Nella sentenza del dr. Troise emessa a Cuccaro sulla consistenza dei beni del duca di Monteleone è detto che al duca era attribuita la sola giurisdizione penale su S. Mauro. Nei Repertori è segnalato un matrimonio celebrato nel 1518 tra Ferrante della Leonessa, discendente di quel Guglielmo che nel 1418 possedeva la Terra di S. Martino, e Arminia Carrafa, figlia di Giacomo. Quest'ultimo, in occasione del matrimonio della figliuola le promise come dote i casali di S. Severino di Camerota, S. Mauro e S. Martino. Feudi e giurisdizioni di cui fu poi investita alla morte del padre Ferrante (li possedeva maritali nomine) il figliuolo Arminio (a. 1533). Nei Repertori è notizia della permuta intervenuta nel 1570 tra il duca di Monteleone e il suo segretario G. Battista Farao di S. Mauro con Abatemarco.
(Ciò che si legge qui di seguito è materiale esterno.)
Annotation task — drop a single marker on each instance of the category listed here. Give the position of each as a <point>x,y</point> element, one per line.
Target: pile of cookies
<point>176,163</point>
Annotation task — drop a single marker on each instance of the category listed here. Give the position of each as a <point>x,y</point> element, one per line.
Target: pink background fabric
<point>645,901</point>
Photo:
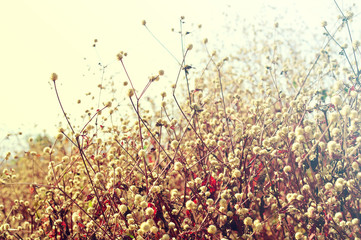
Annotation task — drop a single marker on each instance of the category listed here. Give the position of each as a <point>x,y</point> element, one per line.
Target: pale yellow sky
<point>44,36</point>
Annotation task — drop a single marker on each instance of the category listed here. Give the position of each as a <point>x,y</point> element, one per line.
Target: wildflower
<point>212,229</point>
<point>248,221</point>
<point>54,77</point>
<point>145,227</point>
<point>130,92</point>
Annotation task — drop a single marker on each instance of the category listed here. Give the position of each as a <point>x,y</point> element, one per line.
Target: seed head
<point>212,229</point>
<point>54,77</point>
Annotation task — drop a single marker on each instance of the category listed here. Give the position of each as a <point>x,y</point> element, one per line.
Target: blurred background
<point>45,36</point>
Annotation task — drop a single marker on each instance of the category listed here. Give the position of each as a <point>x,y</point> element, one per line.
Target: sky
<point>44,36</point>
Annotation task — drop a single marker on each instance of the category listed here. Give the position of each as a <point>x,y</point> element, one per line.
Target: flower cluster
<point>253,152</point>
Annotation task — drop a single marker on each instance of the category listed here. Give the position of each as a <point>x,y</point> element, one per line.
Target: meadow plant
<point>264,149</point>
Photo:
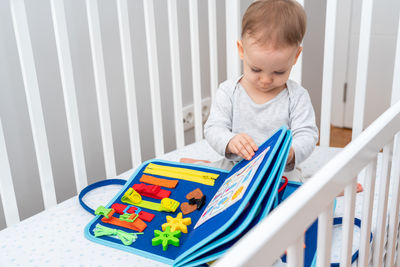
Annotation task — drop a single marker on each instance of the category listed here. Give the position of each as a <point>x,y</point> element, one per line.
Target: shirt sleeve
<point>303,126</point>
<point>218,128</point>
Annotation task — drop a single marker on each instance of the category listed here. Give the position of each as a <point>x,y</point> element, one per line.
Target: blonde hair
<point>275,22</point>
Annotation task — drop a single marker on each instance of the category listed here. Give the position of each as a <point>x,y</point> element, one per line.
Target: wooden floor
<point>340,137</point>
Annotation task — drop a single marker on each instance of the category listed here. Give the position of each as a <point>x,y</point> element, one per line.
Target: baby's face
<point>266,69</point>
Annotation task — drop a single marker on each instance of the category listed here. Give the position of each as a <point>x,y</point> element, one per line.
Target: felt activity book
<point>188,214</point>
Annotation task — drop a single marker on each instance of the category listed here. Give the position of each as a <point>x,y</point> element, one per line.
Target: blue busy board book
<point>200,217</point>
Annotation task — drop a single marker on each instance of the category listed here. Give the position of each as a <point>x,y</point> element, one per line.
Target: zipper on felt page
<point>182,173</point>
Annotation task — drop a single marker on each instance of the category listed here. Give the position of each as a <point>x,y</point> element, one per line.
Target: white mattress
<point>55,237</point>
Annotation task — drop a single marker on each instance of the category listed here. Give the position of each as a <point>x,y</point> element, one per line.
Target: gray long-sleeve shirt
<point>233,112</point>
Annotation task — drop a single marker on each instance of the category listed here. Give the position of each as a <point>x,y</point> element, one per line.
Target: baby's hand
<point>242,145</point>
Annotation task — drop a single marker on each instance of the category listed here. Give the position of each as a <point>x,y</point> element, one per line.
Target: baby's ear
<point>300,49</point>
<point>240,48</point>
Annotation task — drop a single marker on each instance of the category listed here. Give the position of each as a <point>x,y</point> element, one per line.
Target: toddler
<point>249,109</point>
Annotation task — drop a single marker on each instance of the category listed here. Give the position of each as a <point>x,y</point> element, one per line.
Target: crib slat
<point>327,78</point>
<point>382,207</point>
<point>213,45</point>
<point>396,78</point>
<point>101,86</point>
<point>324,239</point>
<point>7,192</point>
<point>295,253</point>
<point>176,72</point>
<point>129,81</point>
<point>394,205</point>
<point>69,91</point>
<point>196,75</point>
<point>348,225</point>
<point>34,103</point>
<point>369,189</point>
<point>151,43</point>
<point>362,67</point>
<point>232,35</point>
<point>296,72</point>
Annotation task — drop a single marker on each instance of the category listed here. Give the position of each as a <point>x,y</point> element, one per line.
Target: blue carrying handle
<point>95,185</point>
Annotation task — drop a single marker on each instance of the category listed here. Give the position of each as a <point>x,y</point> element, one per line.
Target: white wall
<point>381,62</point>
<point>13,110</point>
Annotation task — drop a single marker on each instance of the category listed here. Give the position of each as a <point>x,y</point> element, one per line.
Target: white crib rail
<point>101,86</point>
<point>68,85</point>
<point>129,80</point>
<point>285,225</point>
<point>31,85</point>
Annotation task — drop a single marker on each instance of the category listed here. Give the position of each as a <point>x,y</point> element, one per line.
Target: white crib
<point>44,241</point>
La Platea dei Celestini di Novi ci informa della vendita avvenuta nel 1353 da parte di Notare Lotterio e di Notare Nicola di S. Mauro di una chiusa di quel casale «ubi dicitur Murogentilio», mentre il polittico di S. Barbara fu venduto da un tal «magister Franciscus de Santo Mauro».
L'Antonini nel confermare l’appartenenza di S. Mauro la Bruca all'Ordine di Malta così afferma: «Lontano dal corso di questo fiume [Melpi o Rubicante] sulla dritta due miglia, e quattro da Pisciotta, su di un'amenissima collina, trovasi S. Mauro della Bruca, chiamato così a differenza d'altri, che vi sono di questo stesso nome. Appartiene la Terra con Rodio alla Religion di Malta. I suoi terreni producono vini gentilissimi, olivi, castagne, e querce, e gode a vista del porto di Palinuro, e di tutti quei piani, un'aria soavissima in ogni stagione».
Il Giustiniani segnala il villaggio alla voce Sammarco di Cuccaro, sito su «un colle, ove respirasi buon'aria» posseduto «dalla famiglia Piccirilli con titolo di Marchesato», alla fine del '700, quando il villaggio contava 800 abitanti «tutti addetti all'agricoltura».